We can view MD-strengthening [5], [6] as an approach that uses external message expansion.
With MD-strengthening, the length of the input message is encoded in a Length block which
3
is appended to the input message. (Some padding bits are inserted between the original input
message and the Length block if necessary.) The expanded message is then fed into the iterated
hash process. With the use of MD-strengthening, it is difficult to create collisions for messages
of different lengths. In a way, MD-strengthening forces an attacker to look for collisions from
messages having the same structure. It was suggested in [7] that “iterated hash functions should
be used only with MD-strengthening”.
Our basic idea is to create a message-dependent variable-length block, which we call the
SA block, to be appended to the original message. The expanded message is then fed into an
unmodified MD iterated hash function. The SA block is thus inserted between the original
message and the MD Length block. The length of the SA block is a function of the original
message. We would like the content of the SA block to be hard to control in an attack. In
addition, if we can make the length of the SA block difficult to control, then MD-strengthening
can help to make it even harder to create collisions. Similarly to many previously proposed
external message expansion techniques, this technique can be applied to any MD iterated hash
functions. We call our technique ShrinkingARC4-strengthening (or SA-strengthening). To provide
additional protection, we present a relatively straight-forward extension to SA-strengthening
which we call eXtremeShrinkingARC4-strengthening (or XSA-strengthening). The basic idea of
XSA-strengthening is to insert additional variable-length blocks into the message stream.
In [8], Kauer et al. proposed to expand the input message by using another hash function, in
their case, a keyed hash function, to compute a tag of the input. The tag is added at the beginning
and the end of the original input message to produced the expanded input message. The expanded
input message is fed to the original unmodified hash function. The original input message can
also be segmented and the same method can be used with each segment. A drawback of this
approach is that its computational overhead can cause loss of performance.

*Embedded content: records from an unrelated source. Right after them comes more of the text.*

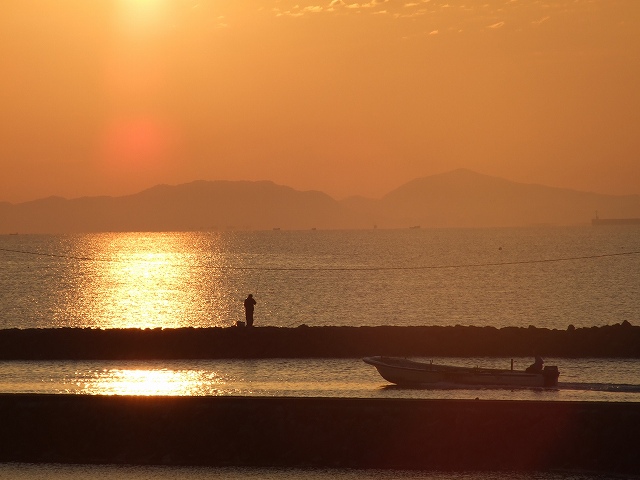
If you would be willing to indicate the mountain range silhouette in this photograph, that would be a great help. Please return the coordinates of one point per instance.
(457, 199)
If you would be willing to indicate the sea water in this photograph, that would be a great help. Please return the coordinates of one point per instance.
(546, 277)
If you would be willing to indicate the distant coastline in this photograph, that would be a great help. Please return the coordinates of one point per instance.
(620, 340)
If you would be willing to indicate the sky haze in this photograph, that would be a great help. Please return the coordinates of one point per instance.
(112, 97)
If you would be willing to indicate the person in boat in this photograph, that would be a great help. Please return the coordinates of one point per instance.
(536, 366)
(249, 303)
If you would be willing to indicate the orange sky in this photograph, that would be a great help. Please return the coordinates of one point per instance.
(110, 97)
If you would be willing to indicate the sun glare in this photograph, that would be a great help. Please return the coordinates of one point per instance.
(142, 382)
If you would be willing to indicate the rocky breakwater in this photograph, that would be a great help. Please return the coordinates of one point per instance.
(620, 340)
(321, 432)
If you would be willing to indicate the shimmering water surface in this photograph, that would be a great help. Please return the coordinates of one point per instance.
(547, 277)
(615, 380)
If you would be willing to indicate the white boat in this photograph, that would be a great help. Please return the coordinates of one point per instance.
(402, 371)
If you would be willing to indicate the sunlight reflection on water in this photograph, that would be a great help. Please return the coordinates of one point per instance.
(485, 277)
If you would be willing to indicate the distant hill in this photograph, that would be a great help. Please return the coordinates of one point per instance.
(463, 198)
(198, 205)
(460, 198)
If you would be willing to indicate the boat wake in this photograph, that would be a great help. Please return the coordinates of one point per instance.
(600, 387)
(585, 387)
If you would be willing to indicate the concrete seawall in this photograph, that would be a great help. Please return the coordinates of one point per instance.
(321, 432)
(621, 340)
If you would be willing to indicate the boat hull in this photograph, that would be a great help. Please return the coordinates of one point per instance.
(406, 372)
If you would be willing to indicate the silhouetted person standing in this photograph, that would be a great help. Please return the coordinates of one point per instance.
(249, 303)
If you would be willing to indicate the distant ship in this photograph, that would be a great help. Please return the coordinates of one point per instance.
(615, 221)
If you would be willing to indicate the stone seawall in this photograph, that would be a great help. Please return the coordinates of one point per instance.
(621, 340)
(321, 432)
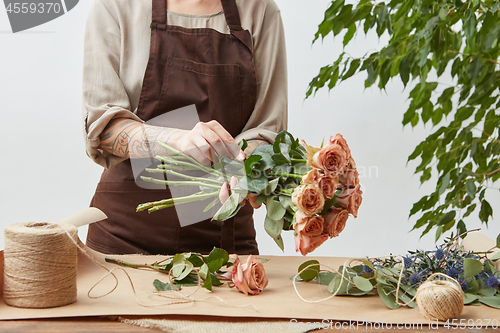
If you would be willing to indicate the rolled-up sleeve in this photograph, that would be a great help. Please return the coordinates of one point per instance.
(270, 115)
(104, 96)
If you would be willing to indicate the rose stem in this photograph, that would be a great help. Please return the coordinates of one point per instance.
(178, 174)
(181, 200)
(289, 175)
(193, 160)
(177, 183)
(167, 202)
(136, 266)
(188, 164)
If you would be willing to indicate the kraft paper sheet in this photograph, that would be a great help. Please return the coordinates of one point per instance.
(278, 300)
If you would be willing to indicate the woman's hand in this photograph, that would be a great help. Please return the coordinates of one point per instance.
(206, 141)
(224, 194)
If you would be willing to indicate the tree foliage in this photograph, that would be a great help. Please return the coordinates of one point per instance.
(430, 39)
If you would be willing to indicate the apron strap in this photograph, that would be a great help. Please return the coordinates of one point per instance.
(232, 15)
(159, 14)
(234, 23)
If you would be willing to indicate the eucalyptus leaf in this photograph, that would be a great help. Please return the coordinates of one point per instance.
(362, 283)
(311, 272)
(472, 267)
(228, 208)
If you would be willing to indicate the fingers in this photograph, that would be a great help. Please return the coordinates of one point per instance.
(221, 141)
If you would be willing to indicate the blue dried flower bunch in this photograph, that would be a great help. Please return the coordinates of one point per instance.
(476, 274)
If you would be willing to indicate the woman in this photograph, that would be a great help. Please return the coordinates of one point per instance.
(141, 61)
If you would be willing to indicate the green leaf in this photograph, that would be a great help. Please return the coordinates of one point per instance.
(485, 212)
(470, 188)
(162, 286)
(472, 267)
(217, 254)
(275, 209)
(493, 302)
(448, 217)
(352, 69)
(387, 297)
(349, 34)
(311, 272)
(404, 70)
(445, 182)
(250, 162)
(362, 283)
(271, 187)
(337, 282)
(475, 69)
(228, 208)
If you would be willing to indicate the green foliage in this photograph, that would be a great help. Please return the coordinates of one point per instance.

In [9], Szydlo and Yin proposed three methods. One is called message whitening where
strings of zeroes are inserted into the original input message at predetermined positions. The
second method is called message self interleaving where the message is divided into blocks and
duplicates of these blocks are inserted into the original message. The third method is called
message duplication where the message is concatenated with itself to produce the expanded
message. All these methods can be efficiently implemented. A drawback of these approaches is
that, in practice, the expanded message length can be at least 25% more than the input message
and this may slowdown performance.
In an unpublished paper, Fortner proposed to append the state variables of a mechanism that
permutes the elements of an array in a seemingly random way [10]. Although Fortner’s proposal
did not use the ARC4 cipher, it is similar to our proposal of ARC4 Hash described in Section
II-A. Many of the parameters in Fortner’s proposal, such as the size of the array, how to initialize
the array, and initial values of the registers, are left unspecified.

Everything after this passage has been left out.